# Get rid of the video ads...



## dannnn (Nov 15, 2011)

Sometimes whilst at work I think I'll just have a quick look to see what's happening on UK-M, not logged in or anything... and then all of a sudden an advert for condoms plays through my speakers... awkwardness ensues.

Do you need these types of video ads? Can you stop these adverts from playing automatically on threads? or mute them by default?

I know if I logged in they'd disappear, but sometimes I'm just having a quick browse for a few minutes.


----------



## husky (Jan 31, 2010)

pays for the board-you wanna start having to pay for being on here? besides you should be working:whistling:


----------



## FlunkyTurtle (Aug 5, 2013)

dannnn said:


> Sometimes whilst at work I think I'll just have a quick look to see what's happening on UK-M, not logged in or anything... and then all of a sudden an advert for condoms plays through my speakers... awkwardness ensues.
> 
> Do you need these types of video ads?
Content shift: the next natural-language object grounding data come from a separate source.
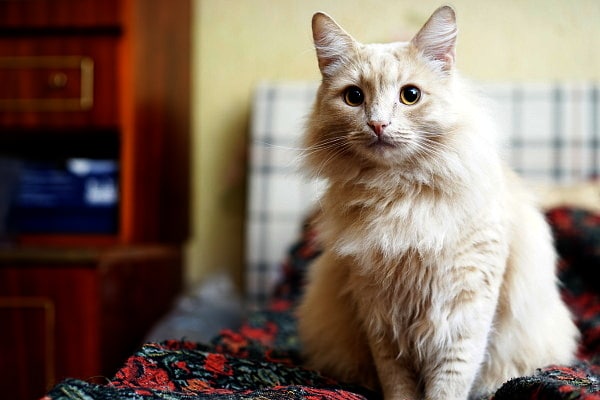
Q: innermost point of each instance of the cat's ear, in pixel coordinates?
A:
(437, 38)
(332, 43)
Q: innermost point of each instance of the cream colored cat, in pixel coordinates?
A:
(438, 278)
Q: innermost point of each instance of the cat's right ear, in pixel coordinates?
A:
(332, 43)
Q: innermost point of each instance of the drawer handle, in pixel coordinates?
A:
(58, 80)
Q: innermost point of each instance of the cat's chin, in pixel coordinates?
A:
(383, 153)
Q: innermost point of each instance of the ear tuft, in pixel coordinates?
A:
(437, 38)
(331, 42)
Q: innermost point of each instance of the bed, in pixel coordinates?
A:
(553, 140)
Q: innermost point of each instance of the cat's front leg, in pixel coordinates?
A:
(462, 332)
(397, 376)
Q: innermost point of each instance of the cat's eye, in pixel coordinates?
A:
(353, 96)
(410, 95)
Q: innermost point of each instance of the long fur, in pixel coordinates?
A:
(438, 278)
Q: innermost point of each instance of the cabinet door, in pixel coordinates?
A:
(49, 316)
(27, 346)
(58, 82)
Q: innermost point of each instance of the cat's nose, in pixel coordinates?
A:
(378, 126)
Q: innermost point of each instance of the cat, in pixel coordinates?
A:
(437, 279)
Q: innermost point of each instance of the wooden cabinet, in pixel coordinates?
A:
(99, 80)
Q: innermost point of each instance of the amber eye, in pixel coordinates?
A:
(353, 96)
(410, 95)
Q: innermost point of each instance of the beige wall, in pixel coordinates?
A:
(240, 42)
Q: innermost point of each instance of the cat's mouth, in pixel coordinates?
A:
(381, 143)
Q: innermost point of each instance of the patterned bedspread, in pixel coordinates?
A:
(261, 359)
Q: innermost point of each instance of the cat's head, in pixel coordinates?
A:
(383, 105)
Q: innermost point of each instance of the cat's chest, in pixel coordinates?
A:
(394, 225)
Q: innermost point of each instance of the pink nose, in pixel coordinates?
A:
(378, 126)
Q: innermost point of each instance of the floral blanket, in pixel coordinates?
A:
(261, 359)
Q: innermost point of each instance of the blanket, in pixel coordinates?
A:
(261, 360)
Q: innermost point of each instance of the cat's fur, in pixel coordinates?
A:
(437, 280)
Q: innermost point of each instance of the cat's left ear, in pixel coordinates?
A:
(437, 38)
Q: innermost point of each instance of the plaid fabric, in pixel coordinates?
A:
(553, 135)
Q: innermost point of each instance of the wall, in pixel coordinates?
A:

Can you stop these adverts from playing automatically on threads? or mute them by default?
> 
> I know if I logged in they'd disappear, but sometimes I'm just having a quick browse for a few minutes.


Cant take you seriously when all i can imagine is you saying "i dont know if you heard but i did over a thousand...."


----------



## Lorian (Apr 9, 2003)

dannnn said:


> Sometimes whilst at work I think I'll just have a quick look to see what's happening on UK-M, not logged in or anything... and then all of a sudden an advert for condoms plays through my speakers... awkwardness ensues.
> 
> Do you need these types of video ads? Can you stop these adverts from playing automatically on threads? or mute them by default?
> 
> I know if I logged in they'd disappear, but sometimes I'm just having a quick browse for a few minutes.


Sorry I somehow missed this thread.

Ads will be coming from a different source from December onwards. I believe that video ads will be a lot less likely.

As you say though, you can always login to remove them.


----------